As we experience the twilight of these tax changes, some strategies can aid estate planning after the Tax Cuts and Jobs Act:
- Think about lifetime giving.
Choosing a lifetime giving option can set your permanent tax savings rate at 40% or more (when factoring in the ability to pass assets to multiple generations estate-tax-free). This is great for individuals who want to “lock in” the exemption.
A spousal lifetime access trust (known as SLAT) is an irrevocable trust under which your spouse is a permitted beneficiary; it utilizes the estate tax exemption and maintains flexibility because it allows access to funds if needed for lifestyle or other expenses. Be aware, though: You’ll need to consider the financial consequences in the event of divorce or if your spouse were to predecease you (the donor).
- File an estate tax return.
Since 2011, an individual can elect to add a deceased spouse’s unused estate tax exemption amount to their own and utilize it for lifetime gifting or at death.

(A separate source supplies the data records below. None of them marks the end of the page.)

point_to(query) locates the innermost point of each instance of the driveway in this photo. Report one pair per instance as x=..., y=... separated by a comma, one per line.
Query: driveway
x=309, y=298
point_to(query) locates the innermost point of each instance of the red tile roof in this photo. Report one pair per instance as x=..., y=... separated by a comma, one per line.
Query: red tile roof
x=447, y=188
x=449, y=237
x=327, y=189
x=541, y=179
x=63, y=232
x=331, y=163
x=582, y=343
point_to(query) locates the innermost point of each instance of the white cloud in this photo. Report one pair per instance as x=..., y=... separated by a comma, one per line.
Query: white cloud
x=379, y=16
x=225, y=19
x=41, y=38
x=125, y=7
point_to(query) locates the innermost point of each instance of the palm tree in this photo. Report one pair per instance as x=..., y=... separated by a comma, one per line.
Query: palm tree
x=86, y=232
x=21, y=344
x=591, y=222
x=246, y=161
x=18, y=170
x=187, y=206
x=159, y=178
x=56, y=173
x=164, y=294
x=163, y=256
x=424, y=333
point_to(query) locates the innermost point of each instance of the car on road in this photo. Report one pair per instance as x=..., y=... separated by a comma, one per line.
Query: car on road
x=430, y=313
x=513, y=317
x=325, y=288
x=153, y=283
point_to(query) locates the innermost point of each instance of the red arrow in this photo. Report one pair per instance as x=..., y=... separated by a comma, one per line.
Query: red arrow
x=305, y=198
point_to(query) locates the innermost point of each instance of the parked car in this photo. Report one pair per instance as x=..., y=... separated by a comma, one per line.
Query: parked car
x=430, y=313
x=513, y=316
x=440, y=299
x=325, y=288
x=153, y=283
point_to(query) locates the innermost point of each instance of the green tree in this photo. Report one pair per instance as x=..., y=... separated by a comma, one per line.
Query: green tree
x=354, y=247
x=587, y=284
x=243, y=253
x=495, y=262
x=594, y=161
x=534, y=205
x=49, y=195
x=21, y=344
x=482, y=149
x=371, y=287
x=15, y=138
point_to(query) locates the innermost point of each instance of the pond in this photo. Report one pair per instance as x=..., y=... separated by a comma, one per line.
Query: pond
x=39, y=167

Prior to this, individuals generally had to plan so that each spouse’s estate was equal in order to maximize the estate tax exemption or face a permanent increase in transfer tax. Because the unused exemption is an actual dollar amount, it will not decrease when the sunset provision lowers the estate tax exemption.
If you’re going to choose this option, it’s important to file Form 706 at the right time (generally within nine months of a taxpayer’s death or up to 15 months with an extension). If you’re afraid you might have missed this opportunity in the last few years, take note that the IRS recently issued an automatic extension to elect portability by the fifth anniversary of a spouse’s death.
- Modify existing trusts.
One option is to utilize the generation-skipping transfer tax exemption by making changes to existing trusts now. Similar to the estate tax, the GST tax has its own exemption scheduled to sunset in 2026.
Due to modern flexibility in many states’ laws, an irrevocable trust can often be modified or amended without court intervention. So, you should review these trusts with your wealth or tax planning advisors to determine if a trust modification and late allocation of the GST tax exemption would be beneficial. This planning option can be particularly attractive in times of depressed asset values, so it could provide you the opportunity to make the most of current market conditions.
Individuals will understandably have concerns about the shift away from TCJA and might worry that taking advantage of the higher estate tax exemption now could lead to increased liability later on or at the time of their death. Fortunately, the anti-clawback regulations issued in 2019 largely protect against this, and there are many strategies you can implement now to take advantage of TCJA provisions before they expire.